Melbourne’s transport uses 311bn litres of water each year – equivalent to flooding the city’s centre 8 metres deep. That’s just one of the findings of our study looking at how much water different modes of transport use.
We found that cars are the most water-intensive mode of transport, using on average 6.4 litres of water per passenger, per kilometre. Diesel trains use 5.2L per passenger-kilometre (pkm) and electric trains use the least, at 3.4L per pkm.
This means that a typical commuter can use between 140L and 350L of water per day to travel to work and back. This is at least as much as a Melbourne resident’s daily household water use of 160L.
Water use is thus a significant part of transport sustainability, but it is often ignored in favour of focusing on energy use and greenhouse emissions. So what can we do to stop transport draining our water resources?
How is water used in transport?
Water is needed in nearly all aspects of transport. It’s needed to make cars, to produce fuels, to replace tyres, and to build roads, among other processes.
Similarly, trains require water for the administration of the public transport network, manufacturing engines and rolling stock, constructing railways and stations, and providing customer services. So the entire supply chain supporting the delivery of passenger transport needs to be considered in evaluating total water use.
To estimate the total water intensities of different transport modes, we used input-output analysis. This statistical technique models the entire economy of a nation or region, capturing the economic transactions between each sector of the economy and another.
The resulting input-output tables are then extended with environmental data that allow us to estimate the environmental intensity of each sector – in this case the amount of water per dollar. Using detailed financial expenditure data for each transport mode, we can figure out how much water is being used.
How much water is Melbourne’s transport using?
Transport in Melbourne is dominated by cars, as in all Australian cities and many others around the world. This is in contrast to urban centres such as Copenhagen, which relies heavily on bikes.
Melbourne does offer a range of public transport systems, including regional and metropolitan trains. These represent the large majority of public transport trips. For these reasons we focused on petrol cars and trains as the main passenger transport modes. The infographic below summarises our findings.
Water requirements of passenger transport modes in Melbourne, Australia.
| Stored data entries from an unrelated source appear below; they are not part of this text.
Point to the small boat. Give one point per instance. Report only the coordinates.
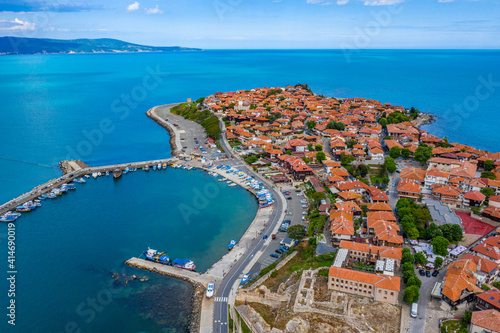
(159, 257)
(246, 277)
(117, 173)
(8, 218)
(184, 264)
(232, 243)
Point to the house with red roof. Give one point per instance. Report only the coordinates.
(487, 321)
(473, 198)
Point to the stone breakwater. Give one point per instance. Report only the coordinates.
(196, 296)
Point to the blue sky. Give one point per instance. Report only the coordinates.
(236, 24)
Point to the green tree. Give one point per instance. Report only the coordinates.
(363, 170)
(340, 126)
(395, 152)
(310, 124)
(420, 258)
(345, 160)
(488, 191)
(411, 294)
(407, 266)
(390, 164)
(407, 257)
(414, 281)
(452, 232)
(251, 159)
(320, 156)
(489, 165)
(466, 318)
(440, 245)
(317, 197)
(422, 154)
(438, 262)
(407, 275)
(405, 152)
(489, 175)
(433, 231)
(296, 232)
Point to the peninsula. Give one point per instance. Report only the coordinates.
(22, 45)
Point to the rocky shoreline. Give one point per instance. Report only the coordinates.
(196, 296)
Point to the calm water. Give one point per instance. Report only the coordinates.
(68, 250)
(92, 107)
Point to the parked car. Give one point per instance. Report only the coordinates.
(210, 290)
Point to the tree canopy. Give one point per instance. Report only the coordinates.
(440, 245)
(297, 232)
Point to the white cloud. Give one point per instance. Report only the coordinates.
(17, 24)
(382, 2)
(154, 10)
(133, 6)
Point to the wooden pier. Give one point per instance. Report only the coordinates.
(77, 173)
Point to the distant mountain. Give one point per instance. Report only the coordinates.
(21, 45)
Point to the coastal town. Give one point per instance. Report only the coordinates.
(410, 219)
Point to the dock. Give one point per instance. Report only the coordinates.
(78, 172)
(184, 274)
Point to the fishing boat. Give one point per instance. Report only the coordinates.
(8, 218)
(117, 173)
(23, 209)
(184, 264)
(232, 243)
(246, 277)
(159, 257)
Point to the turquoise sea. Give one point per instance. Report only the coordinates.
(92, 107)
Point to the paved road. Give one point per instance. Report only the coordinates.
(236, 273)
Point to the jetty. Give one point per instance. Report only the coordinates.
(77, 171)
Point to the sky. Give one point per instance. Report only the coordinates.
(262, 24)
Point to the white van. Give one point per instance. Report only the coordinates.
(414, 309)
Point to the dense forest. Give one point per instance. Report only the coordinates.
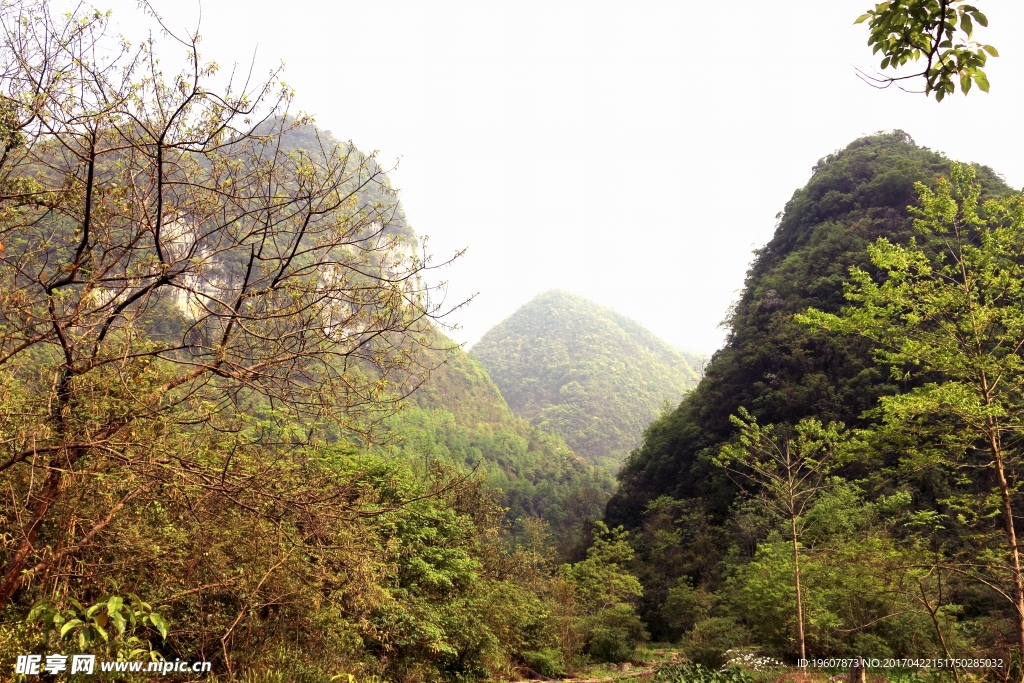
(233, 431)
(584, 372)
(897, 553)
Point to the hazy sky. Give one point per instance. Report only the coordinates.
(633, 153)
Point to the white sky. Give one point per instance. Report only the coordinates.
(633, 153)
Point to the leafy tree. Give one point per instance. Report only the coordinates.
(938, 32)
(174, 268)
(948, 309)
(788, 471)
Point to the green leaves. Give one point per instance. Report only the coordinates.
(939, 34)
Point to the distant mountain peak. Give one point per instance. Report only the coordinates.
(584, 372)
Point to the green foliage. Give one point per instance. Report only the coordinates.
(604, 591)
(546, 663)
(459, 418)
(940, 32)
(110, 619)
(698, 673)
(947, 316)
(583, 372)
(880, 556)
(773, 366)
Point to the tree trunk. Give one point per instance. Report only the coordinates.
(800, 597)
(12, 575)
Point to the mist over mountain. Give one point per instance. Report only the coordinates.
(584, 372)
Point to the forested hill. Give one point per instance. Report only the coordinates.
(770, 365)
(584, 372)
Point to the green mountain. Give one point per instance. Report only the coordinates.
(584, 372)
(778, 370)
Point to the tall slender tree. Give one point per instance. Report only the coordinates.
(947, 309)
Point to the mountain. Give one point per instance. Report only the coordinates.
(459, 418)
(584, 372)
(770, 365)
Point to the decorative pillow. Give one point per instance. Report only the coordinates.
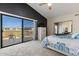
(75, 35)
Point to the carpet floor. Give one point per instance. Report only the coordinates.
(31, 48)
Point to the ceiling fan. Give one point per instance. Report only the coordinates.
(48, 4)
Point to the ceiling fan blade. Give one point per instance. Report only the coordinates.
(42, 4)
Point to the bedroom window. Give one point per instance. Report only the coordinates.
(16, 30)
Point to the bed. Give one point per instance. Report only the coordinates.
(65, 45)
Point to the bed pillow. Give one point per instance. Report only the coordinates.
(74, 36)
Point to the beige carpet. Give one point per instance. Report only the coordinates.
(31, 48)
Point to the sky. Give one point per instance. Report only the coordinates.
(15, 22)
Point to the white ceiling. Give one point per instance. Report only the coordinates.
(58, 9)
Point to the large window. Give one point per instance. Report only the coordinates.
(12, 30)
(63, 27)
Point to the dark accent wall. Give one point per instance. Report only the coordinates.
(24, 10)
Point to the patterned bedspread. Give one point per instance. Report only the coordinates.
(70, 46)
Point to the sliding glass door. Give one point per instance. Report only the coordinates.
(11, 30)
(16, 30)
(28, 30)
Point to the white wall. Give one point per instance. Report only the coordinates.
(75, 20)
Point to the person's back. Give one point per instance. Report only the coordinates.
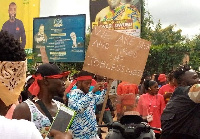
(17, 129)
(181, 117)
(126, 94)
(177, 120)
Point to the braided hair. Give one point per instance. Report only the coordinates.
(10, 49)
(180, 71)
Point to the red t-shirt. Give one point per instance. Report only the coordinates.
(126, 96)
(154, 105)
(166, 89)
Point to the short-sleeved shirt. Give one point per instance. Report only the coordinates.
(151, 105)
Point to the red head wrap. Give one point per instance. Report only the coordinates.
(34, 89)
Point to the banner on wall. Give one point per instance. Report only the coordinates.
(60, 38)
(120, 15)
(17, 18)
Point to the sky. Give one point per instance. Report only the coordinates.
(185, 14)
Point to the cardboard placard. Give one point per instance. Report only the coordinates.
(116, 55)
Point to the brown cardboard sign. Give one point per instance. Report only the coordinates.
(116, 55)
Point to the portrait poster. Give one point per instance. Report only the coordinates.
(119, 15)
(62, 37)
(22, 28)
(116, 55)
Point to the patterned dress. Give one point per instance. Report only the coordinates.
(41, 121)
(84, 124)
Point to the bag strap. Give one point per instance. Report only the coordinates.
(44, 109)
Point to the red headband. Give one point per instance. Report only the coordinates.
(34, 89)
(82, 78)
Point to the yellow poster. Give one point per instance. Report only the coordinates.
(17, 18)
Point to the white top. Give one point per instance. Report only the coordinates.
(18, 129)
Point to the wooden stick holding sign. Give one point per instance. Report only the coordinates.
(44, 55)
(105, 101)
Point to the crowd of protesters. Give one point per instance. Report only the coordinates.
(168, 101)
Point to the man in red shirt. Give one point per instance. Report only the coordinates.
(126, 98)
(168, 89)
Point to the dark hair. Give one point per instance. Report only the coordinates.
(10, 49)
(149, 83)
(84, 73)
(48, 69)
(12, 3)
(180, 71)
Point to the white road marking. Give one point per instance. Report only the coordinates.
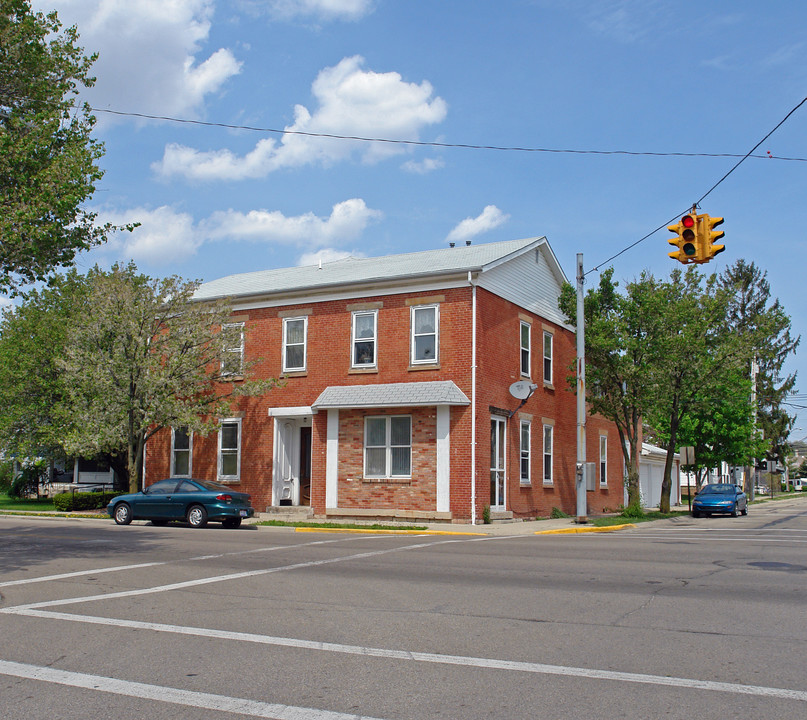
(435, 658)
(231, 576)
(138, 566)
(175, 696)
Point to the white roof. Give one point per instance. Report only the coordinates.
(352, 270)
(413, 394)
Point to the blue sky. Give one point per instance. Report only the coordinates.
(645, 76)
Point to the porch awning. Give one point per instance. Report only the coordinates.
(415, 394)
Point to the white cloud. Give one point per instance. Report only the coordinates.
(352, 102)
(346, 222)
(165, 236)
(148, 52)
(424, 166)
(324, 9)
(490, 218)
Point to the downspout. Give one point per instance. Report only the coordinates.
(473, 398)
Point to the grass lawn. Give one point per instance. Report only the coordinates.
(15, 504)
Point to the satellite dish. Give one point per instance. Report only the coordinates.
(522, 389)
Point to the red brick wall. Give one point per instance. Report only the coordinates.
(328, 363)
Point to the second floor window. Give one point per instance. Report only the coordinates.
(294, 343)
(365, 323)
(424, 334)
(232, 359)
(548, 358)
(525, 349)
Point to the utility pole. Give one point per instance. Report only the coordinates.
(580, 484)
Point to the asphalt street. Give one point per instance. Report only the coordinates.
(675, 619)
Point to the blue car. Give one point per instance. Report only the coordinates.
(194, 501)
(723, 498)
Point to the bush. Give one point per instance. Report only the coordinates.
(71, 502)
(635, 510)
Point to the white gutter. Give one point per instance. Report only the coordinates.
(473, 398)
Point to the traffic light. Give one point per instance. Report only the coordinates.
(686, 240)
(708, 235)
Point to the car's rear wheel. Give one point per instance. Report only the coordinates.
(123, 514)
(197, 516)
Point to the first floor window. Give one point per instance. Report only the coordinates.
(388, 446)
(603, 459)
(180, 452)
(525, 452)
(230, 449)
(548, 454)
(294, 342)
(364, 338)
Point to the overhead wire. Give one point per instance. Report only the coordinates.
(706, 194)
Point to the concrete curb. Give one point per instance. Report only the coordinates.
(570, 531)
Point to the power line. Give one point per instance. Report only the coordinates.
(708, 192)
(424, 143)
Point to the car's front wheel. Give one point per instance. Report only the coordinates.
(197, 516)
(123, 514)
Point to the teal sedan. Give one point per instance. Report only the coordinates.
(194, 501)
(725, 498)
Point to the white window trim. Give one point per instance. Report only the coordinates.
(388, 447)
(525, 452)
(413, 358)
(234, 350)
(603, 468)
(549, 357)
(189, 451)
(304, 344)
(528, 349)
(354, 339)
(237, 476)
(550, 453)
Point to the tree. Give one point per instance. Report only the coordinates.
(763, 326)
(618, 384)
(48, 159)
(140, 356)
(32, 337)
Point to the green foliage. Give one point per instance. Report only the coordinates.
(48, 159)
(634, 510)
(72, 502)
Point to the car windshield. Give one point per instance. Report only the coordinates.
(210, 485)
(718, 490)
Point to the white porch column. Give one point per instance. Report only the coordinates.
(443, 458)
(332, 460)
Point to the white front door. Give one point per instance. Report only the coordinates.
(497, 462)
(286, 480)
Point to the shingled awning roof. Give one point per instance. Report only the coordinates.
(414, 394)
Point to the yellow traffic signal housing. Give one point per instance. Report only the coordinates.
(686, 240)
(708, 235)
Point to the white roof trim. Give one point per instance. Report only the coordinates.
(414, 394)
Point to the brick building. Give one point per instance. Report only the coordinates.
(396, 401)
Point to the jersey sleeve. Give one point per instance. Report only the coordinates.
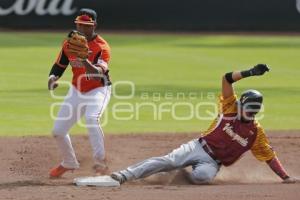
(103, 57)
(228, 105)
(261, 148)
(62, 59)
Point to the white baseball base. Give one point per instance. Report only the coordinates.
(101, 181)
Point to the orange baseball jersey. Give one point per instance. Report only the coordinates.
(100, 55)
(229, 138)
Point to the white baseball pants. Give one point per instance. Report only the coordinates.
(91, 105)
(204, 167)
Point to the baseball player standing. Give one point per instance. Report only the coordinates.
(88, 54)
(234, 132)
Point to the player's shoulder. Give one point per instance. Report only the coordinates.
(64, 43)
(101, 41)
(259, 128)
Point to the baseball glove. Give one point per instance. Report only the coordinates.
(77, 45)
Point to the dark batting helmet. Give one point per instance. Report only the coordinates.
(251, 100)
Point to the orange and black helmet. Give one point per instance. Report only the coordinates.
(86, 16)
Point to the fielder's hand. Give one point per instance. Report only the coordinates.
(52, 84)
(259, 69)
(291, 180)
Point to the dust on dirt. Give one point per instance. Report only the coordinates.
(26, 161)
A 50km round trip to work by car requires 320L of water – more than two months of drinking water for a single person. Travelling alone by car is the most water-intensive way to travel.
For train travel, the water use associated with transporting 175 people for 20km in an electric train would be equivalent to having 6cm of water on the floor of the train at arrival. This is equivalent to more than three years worth of drinking water for one person.
You can imagine trains filling up with water relatively quickly throughout the day.
While our study focused on Melbourne, the water intensity of transport modes is also likely to be significant in other cities of Australia and globally. This is because we need a significant amount of water for many manufacturing processes, water supply, electricity generation, fuel production and for other products and services. A study on the water requirements of road vehicles in Finland found similar water intensities for cars and supports this argument.
But it is important to highlight that there is uncertainty in the data. One of the most influential factors is the number of people per vehicle. This is typically very low for cars (around 1.2 people in Melbourne ) and relatively high for trains (around 55-66 per cent full).
This could be improved by car-pooling. We found that if five people travelled together in a car, cars become the most efficient mode of transport. Car-pooling is far from being used at its full potential, but the recent advent of ride-sharing companies can help change this.
However, cars are probably not the best solution as they lead to other negative impacts on the built environment. These include favouring low-density suburban sprawl, air pollution, threatening street life and requiring large costs for infrastructure and land-use.
If this is the case, how can we reduce the water requirements associated with our travel?
Reducing the water requirements associated with passenger transport is a shared responsibility for travellers and transport providers.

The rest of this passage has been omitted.